Alors que les espoirs d'une résolution rapide sur le détroit d'Ormuz s'estompent, les commentaires du président du Parlement renforcent les perspectives d'une offre structurellement déficitaire. Ce regain de scepticisme remet en cause toute notion de baisse de taux à court terme de la part de la Réserve fédérale, car une inflation persistante tirée par l'énergie pourrait forcer une posture plus « hawkish » (agressive).
Ghalibaf a déclaré que si l'Iran fait preuve de « sincérité » pour les discussions, il ne fait pas confiance aux États-Unis, citant le fait que les négociations précédentes ont « toujours abouti à l'échec et à la trahison ». Cette rhétorique injecte une nouvelle volatilité dans un marché qui reste très sensible aux variations de l'offre et aux développements au Moyen-Orient. Les prix élevés reflètent des perspectives d'offre structurellement tendues et une reprise de la demande, maintenant fermement le pétrole au-dessus de la barre des 100 $ le baril.
Les retombées économiques dépassent les prix de l'énergie. Les stratégistes d'ING ont noté que le rapport sur l'emploi américain, meilleur que prévu, suggère que son économie est mieux positionnée que d'autres pour résister à la pression. Cette résilience, combinée aux risques inflationnistes liés au pétrole, a conduit les marchés à écarter toute idée de baisse de taux de la Fed à court terme. Le dollar américain devrait également rester soutenu en tant qu'actif refuge, à moins qu'un cessez-le-feu ou un report prolongé des échéances ne soit obtenu.

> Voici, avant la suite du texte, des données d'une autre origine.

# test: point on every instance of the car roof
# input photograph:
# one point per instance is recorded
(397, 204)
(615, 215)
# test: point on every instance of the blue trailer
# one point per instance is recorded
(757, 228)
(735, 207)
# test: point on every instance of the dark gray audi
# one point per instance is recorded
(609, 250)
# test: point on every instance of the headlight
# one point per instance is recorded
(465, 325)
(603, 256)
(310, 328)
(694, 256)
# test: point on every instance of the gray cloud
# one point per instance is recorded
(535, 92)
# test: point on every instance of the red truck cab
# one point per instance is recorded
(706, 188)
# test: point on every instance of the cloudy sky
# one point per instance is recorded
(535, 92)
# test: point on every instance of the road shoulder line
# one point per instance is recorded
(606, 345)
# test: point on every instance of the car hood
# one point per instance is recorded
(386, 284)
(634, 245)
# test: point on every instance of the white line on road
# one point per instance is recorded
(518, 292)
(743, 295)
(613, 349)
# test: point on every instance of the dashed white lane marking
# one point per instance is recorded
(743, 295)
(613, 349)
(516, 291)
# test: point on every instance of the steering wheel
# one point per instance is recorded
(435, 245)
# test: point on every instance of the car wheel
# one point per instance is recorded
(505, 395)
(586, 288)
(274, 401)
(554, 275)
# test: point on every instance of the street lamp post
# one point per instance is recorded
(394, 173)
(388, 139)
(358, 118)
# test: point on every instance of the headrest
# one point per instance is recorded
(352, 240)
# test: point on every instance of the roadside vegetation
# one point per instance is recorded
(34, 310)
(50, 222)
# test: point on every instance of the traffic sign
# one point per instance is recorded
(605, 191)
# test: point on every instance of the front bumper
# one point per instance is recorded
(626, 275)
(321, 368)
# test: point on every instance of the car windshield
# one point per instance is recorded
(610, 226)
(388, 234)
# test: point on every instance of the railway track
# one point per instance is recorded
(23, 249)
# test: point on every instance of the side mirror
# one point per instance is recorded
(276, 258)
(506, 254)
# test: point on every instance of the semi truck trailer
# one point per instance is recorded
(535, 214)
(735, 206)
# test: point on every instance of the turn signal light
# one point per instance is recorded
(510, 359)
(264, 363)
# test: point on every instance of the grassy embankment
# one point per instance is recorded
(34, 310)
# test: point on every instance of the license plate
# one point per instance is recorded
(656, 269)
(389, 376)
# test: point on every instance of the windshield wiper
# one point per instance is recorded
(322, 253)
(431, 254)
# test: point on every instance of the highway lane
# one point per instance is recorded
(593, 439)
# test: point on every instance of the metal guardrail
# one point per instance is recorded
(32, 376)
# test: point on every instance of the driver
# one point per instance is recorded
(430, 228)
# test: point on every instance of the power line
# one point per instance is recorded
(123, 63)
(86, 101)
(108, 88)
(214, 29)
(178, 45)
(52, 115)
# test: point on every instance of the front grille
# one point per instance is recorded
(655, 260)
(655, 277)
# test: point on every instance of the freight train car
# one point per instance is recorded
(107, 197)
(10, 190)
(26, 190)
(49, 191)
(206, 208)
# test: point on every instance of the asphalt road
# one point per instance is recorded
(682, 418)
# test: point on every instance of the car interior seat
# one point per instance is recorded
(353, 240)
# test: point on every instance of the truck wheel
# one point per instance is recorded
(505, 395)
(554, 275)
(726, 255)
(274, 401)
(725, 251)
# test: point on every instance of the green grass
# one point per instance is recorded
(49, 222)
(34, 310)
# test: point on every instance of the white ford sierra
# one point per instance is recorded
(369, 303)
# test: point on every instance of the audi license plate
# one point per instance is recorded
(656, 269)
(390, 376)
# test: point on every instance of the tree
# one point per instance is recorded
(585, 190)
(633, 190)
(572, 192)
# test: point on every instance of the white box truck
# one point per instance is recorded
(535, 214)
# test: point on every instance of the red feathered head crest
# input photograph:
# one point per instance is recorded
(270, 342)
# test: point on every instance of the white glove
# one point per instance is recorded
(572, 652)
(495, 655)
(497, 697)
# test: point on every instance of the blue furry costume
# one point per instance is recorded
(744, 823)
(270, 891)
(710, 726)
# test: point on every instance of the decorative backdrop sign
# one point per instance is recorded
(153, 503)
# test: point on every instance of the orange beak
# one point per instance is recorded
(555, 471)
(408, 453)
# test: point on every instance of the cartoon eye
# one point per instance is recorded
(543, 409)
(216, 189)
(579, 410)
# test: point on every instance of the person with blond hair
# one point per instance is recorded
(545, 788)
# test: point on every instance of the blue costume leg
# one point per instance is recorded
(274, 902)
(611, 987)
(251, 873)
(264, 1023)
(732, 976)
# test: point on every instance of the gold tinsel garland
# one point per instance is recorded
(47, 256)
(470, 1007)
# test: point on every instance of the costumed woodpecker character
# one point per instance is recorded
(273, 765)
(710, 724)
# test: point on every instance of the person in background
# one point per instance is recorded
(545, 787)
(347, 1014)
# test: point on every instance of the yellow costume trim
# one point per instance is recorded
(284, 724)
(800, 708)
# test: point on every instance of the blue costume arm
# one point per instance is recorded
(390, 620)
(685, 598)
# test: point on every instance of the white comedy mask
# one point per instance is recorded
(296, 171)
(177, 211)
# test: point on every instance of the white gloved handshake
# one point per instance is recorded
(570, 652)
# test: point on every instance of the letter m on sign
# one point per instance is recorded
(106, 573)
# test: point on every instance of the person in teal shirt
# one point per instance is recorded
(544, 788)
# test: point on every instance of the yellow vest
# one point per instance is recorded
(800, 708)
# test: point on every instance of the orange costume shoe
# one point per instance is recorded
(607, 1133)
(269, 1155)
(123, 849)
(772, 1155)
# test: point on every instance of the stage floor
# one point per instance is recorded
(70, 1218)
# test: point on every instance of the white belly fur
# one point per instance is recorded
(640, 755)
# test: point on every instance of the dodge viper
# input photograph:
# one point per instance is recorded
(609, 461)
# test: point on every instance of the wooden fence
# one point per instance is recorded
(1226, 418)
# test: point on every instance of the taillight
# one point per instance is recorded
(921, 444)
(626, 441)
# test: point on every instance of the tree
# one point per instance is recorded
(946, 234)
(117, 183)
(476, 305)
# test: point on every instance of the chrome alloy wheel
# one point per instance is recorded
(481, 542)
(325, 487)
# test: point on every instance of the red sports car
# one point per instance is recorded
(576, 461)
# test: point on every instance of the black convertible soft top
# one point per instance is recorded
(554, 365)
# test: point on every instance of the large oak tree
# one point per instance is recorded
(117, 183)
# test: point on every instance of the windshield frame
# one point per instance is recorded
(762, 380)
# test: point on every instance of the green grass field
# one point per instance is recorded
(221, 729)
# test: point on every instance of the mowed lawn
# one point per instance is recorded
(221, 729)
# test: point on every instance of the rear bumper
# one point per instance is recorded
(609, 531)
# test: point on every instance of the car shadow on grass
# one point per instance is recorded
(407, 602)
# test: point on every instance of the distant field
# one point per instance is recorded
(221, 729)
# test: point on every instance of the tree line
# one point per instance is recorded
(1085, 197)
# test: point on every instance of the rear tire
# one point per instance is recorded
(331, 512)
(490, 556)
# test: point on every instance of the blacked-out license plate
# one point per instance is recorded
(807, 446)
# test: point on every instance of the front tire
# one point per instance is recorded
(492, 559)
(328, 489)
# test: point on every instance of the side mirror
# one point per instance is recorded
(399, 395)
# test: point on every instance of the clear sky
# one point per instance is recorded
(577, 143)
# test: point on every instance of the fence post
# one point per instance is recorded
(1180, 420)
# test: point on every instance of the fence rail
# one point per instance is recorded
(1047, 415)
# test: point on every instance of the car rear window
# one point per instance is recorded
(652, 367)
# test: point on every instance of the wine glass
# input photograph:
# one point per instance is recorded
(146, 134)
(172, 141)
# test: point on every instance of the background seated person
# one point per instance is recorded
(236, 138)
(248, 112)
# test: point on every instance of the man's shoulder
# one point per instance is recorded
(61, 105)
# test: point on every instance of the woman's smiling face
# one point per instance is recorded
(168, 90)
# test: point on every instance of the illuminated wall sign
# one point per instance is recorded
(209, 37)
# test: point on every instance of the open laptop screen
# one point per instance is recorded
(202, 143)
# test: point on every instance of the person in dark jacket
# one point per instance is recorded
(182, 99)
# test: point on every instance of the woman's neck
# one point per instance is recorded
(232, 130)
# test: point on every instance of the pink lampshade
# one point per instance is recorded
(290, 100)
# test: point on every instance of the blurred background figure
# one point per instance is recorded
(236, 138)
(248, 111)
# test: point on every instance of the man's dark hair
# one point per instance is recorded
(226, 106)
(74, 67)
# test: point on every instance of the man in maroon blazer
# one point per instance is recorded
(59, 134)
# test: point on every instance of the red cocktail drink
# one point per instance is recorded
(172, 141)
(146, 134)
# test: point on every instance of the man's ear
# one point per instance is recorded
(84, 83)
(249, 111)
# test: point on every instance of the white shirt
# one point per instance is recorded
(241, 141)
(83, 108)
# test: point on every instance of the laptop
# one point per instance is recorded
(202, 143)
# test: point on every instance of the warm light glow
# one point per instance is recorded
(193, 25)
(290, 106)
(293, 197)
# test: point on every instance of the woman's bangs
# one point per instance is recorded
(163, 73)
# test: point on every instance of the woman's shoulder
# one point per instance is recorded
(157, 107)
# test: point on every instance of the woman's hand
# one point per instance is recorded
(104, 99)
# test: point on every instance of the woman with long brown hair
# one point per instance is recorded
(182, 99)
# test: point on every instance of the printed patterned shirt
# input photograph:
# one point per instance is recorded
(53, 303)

Cette situation rappelle les flambées géopolitiques passées où la rhétorique initiale avait entraîné des primes de risque durables sur les marchés de l'énergie. La dernière rupture majeure des pourparlers a entraîné un ajustement rapide des prix des contrats à terme sur le brut, une dynamique que les traders surveillent désormais de près. Pour l'heure, les marchés monétaires évaluent à une faible probabilité tout changement de taux d'intérêt par la Réserve fédérale en 2026, selon les données de LSEG, mais cela pourrait changer rapidement si les prix du pétrole poursuivent leur trajectoire ascendante.
Cet article est uniquement destiné à des fins d'information et ne constitue pas un conseil en investissement.